The eye can be regarded as a single refracting surface. The radius of curvature of this surface is equal to that of the cornea (7.8 mm). This surface separates two media of refractive indices 1 and 1.34. Calculate the distance from the refracting surface at which a parallel beam of light will come to focus.

We model the eye as a single spherical refracting surface that separates air from the eye’s interior. The refractive indices are $$n_1 = 1$$ (air) and $$n_2 = 1.34$$ (eye). The radius of curvature of the cornea is given as $$R = 7.8\ \text{mm}$$.

First we convert this radius into centimetres so that every length unit is consistent with the options:

$$R = 7.8\ \text{mm} = 0.78\ \text{cm}.$$

For refraction at a spherical surface we use the standard formula

$$\frac{n_2}{v} - \frac{n_1}{u} = \frac{n_2 - n_1}{R},$$

where

$$u$$ is the object distance (measured from the surface),
$$v$$ is the image distance that we have to find, and
$$R$$ is positive because the centre of curvature lies in the second medium.

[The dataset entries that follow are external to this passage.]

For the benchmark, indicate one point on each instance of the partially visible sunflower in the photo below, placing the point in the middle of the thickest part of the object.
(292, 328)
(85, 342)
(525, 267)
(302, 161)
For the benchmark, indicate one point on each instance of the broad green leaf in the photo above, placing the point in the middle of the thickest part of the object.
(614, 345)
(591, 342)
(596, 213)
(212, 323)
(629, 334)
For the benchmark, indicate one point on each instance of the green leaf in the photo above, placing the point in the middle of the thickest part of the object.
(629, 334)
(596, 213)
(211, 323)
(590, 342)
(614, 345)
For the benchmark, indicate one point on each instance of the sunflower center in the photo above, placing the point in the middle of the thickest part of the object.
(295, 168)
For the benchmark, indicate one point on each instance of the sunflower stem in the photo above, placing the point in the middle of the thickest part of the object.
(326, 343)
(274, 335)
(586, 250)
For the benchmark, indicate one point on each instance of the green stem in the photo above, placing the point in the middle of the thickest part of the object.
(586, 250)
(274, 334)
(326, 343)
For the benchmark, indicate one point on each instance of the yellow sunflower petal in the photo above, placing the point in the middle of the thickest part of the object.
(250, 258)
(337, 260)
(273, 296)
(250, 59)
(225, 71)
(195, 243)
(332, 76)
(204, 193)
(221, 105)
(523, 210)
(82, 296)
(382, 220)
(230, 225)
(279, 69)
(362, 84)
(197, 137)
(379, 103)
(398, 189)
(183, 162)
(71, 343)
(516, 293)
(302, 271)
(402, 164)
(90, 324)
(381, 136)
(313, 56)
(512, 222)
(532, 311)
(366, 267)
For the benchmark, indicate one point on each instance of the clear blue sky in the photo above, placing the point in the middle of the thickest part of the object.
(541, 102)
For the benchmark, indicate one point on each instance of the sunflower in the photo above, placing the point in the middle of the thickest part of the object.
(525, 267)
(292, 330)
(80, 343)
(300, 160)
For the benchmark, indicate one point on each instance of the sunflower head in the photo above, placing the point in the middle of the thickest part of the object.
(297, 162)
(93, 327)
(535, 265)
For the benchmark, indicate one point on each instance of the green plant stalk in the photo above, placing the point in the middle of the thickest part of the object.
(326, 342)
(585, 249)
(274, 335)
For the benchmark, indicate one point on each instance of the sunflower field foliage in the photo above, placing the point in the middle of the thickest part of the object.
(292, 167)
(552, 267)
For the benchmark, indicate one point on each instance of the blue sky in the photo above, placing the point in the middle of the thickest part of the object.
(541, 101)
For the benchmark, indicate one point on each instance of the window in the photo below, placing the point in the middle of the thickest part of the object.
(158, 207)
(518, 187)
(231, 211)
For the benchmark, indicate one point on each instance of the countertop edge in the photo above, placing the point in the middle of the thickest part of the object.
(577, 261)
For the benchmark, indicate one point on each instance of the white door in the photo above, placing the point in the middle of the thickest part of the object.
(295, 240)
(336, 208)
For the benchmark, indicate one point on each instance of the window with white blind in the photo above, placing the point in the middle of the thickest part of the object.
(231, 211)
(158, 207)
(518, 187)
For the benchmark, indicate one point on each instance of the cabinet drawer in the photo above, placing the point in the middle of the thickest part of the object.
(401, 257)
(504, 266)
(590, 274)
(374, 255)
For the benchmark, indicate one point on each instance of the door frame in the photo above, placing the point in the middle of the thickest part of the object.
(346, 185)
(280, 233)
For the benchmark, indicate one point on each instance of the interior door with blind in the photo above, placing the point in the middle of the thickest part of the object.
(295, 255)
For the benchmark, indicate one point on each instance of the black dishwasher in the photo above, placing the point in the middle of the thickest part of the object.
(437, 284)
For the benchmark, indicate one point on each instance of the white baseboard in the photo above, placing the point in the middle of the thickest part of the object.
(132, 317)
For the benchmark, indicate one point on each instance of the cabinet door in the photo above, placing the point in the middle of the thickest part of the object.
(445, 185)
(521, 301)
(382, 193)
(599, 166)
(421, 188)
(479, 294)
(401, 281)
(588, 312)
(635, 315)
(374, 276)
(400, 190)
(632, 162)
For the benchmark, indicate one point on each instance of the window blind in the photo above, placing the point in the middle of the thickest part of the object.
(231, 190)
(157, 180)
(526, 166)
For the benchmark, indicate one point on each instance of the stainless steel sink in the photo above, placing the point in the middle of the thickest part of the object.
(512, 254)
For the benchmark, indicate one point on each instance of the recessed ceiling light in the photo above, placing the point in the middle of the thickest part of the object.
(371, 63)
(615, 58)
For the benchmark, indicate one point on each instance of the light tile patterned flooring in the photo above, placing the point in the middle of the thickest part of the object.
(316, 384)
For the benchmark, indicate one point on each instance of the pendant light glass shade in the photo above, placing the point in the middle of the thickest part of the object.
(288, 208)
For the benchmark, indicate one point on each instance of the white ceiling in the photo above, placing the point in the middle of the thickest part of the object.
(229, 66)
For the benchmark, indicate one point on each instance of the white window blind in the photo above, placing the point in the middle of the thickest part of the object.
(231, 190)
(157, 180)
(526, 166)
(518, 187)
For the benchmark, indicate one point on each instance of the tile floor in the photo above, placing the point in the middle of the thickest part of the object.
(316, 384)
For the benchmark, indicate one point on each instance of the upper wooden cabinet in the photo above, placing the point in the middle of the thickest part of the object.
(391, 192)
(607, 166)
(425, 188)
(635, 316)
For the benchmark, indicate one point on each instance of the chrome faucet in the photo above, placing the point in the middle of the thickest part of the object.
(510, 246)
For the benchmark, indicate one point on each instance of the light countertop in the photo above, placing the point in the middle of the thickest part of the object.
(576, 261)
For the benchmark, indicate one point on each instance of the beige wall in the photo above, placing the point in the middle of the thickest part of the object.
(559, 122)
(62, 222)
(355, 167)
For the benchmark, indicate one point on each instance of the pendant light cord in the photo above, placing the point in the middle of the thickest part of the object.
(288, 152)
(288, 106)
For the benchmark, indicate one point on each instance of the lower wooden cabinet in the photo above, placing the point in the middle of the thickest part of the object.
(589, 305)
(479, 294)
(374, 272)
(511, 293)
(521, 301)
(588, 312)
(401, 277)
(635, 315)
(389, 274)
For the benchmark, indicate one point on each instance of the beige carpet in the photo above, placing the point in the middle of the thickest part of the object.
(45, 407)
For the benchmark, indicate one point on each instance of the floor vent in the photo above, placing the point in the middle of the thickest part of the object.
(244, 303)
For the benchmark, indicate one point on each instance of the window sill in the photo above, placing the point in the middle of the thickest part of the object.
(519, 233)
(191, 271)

A parallel beam of light corresponds to an object at infinity, so $$u \to \infty$$. Hence

$$\frac{n_1}{u} = \frac{n_1}{\infty} = 0.$$

Substituting this into the formula we get

$$\frac{n_2}{v} = \frac{n_2 - n_1}{R}.$$

Now we solve algebraically for $$v$$:

$$\frac{1}{v} = \frac{n_2 - n_1}{n_2 R} \quad\Longrightarrow\quad v = \frac{n_2 R}{n_2 - n_1}.$$

Substituting the numerical values step by step:

$$v = \frac{1.34 \times 0.78\ \text{cm}}{1.34 - 1}.$$

Compute the denominator first:

$$n_2 - n_1 = 1.34 - 1 = 0.34.$$

Next calculate the product in the numerator:

$$1.34 \times 0.78 = 1.0452.$$

So we have

$$v = \frac{1.0452\ \text{cm}}{0.34}.$$

Carrying out the division:

$$v = 3.0741176\ \text{cm} \approx 3.07\ \text{cm}.$$

Thus the parallel beam is focussed $$3.07\ \text{cm}$$ behind the refracting surface.

Hence, the correct answer is Option D.